Histórico es un adjetivo manoseado, desgastado por el uso y abuso. Hay, sin embargo, momentos para los que va como anillo al dedo. Este es uno de ellos: el cierre unilateral del estrecho de Ormuz por parte de Irán tras la ofensiva estadounidense a sus instalaciones nucleares sería el equivalente a arrojar una bomba atómica sobre el mercado petrolero; entraría, en fin, en territorio ignoto: nunca antes se ha cerrado una arteria de este calibre, por donde pasa una cuarta parte del crudo mundial, imprescindible para el normal funcionamiento del mayor mercado de materias primas del planeta.
Ormuz lleva décadas desempeñando un papel esencial en la normal distribución de crudo a lo largo y ancho del mundo: prácticamente toda la producción petrolera de Oriente Próximo pasa por allí. De ser finalmente clausurado por el país que lo controla, Irán, la mayoría de potencias fósiles de esa región (Emiratos Árabes Unidos, Qatar, Baréin y Kuwait) tendrían imposible exportar.

Y el mayor vendedor de petróleo del planeta, Arabia Saudí, vería reducidos a la mitad sus canales exportadores: de los 10 millones de barriles diarios que extrae cada día, solo podría poner en el mercado cinco —la capacidad máxima del oleoducto Este-Oeste, construido a principios de los ochenta, durante la eterna guerra que libraron Irán e Irak—.
La amenaza de cierre por parte de Teherán no es ni mucho menos nueva: en las últimas décadas han sido varios los momentos en los que la República Islámica ha amenazado con clausurar esa lengua de agua, de apenas 34 kilómetros de ancho en su punto más estrecho, que es un continuo ir y venir de buques petroleros y gasistas: de ahí que el precio de este segundo combustible también se haya disparado.
Nunca, sin embargo, se estuvo más cerca. Cuando más próximo estuvo Teherán fue hace siete veranos, en julio de 2018: entonces, el régimen iraní puso encima de la mesa su clausura si Estados Unidos no levantaba el veto sobre sus exportaciones petroleras. En aquel momento, el temor era que el crudo se disparase por encima de los 200 dólares por barril, una cifra inédita. Hoy, las principales casas de análisis del sector tienen claro que se superaría, con creces, la barrera de los 100. A partir de esos valores, el daño en la sala de máquinas de la economía global sería ya más que evidente.
El mundo del gas también está en vilo. No es para menos: algo más del 20% de los buques metaneros que se mueven por el mundo cruza Ormuz. Su cierre sería la mayor sacudida desde la invasión rusa de Ucrania, en 2022.

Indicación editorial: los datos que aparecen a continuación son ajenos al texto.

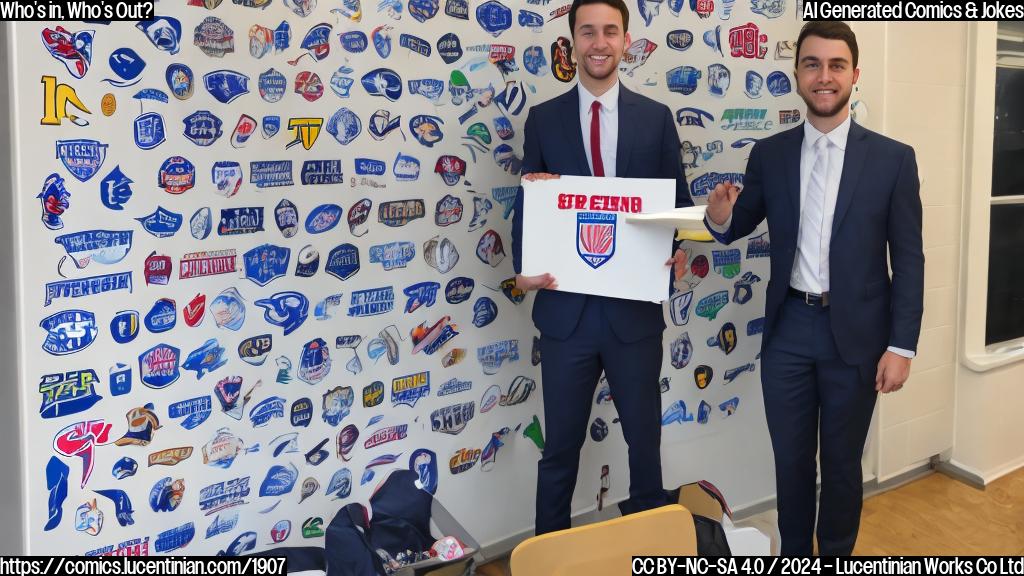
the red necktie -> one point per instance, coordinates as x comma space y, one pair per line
595, 138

“Poco probable” era, hasta este domingo, la expresión más repetida por los analistas al ser preguntados por esa posibilidad. Ahora, el escenario es otro. Ahora, el cierre es una posibilidad real, más cercana que nunca antes. Está encima de la mesa: ahí la ha situado el Parlamento iraní, tras verse asediado primero por Israel y después por EE UU. Dejando, eso sí, la última palabra al ayatolá Alí Jameneí. Si da o no el paso —un movimiento que también tendría tintes suicidas: sería dispararse en el pie— solo lo sabe él.
El golpe sería particularmente fuerte para Asia, que se abastece hasta en un 75% del crudo y gas que pasan por el estrecho. Pero el resto del mundo lo sufriría en carne propia, con un súbito encarecimiento de la gasolina y el diésel que consumen sus empresas y sus ciudadanos. La inflación se dispararía. Y los bancos centrales quedarían, súbitamente, sin argumentos para seguir bajando tipos de interés. Traducido: vienen curvas, y no precisamente suaves.
También para Estados Unidos, el país que, de madrugada, ha dinamitado el frágil equilibrio entre potencias con el bombardeo de instalaciones nucleares iraníes. Ormuz es el órdago de Teherán; el punto al que nunca nadie pensó que se llegaría pero que está, salvo milagro de última hora, a la vuelta de la esquina.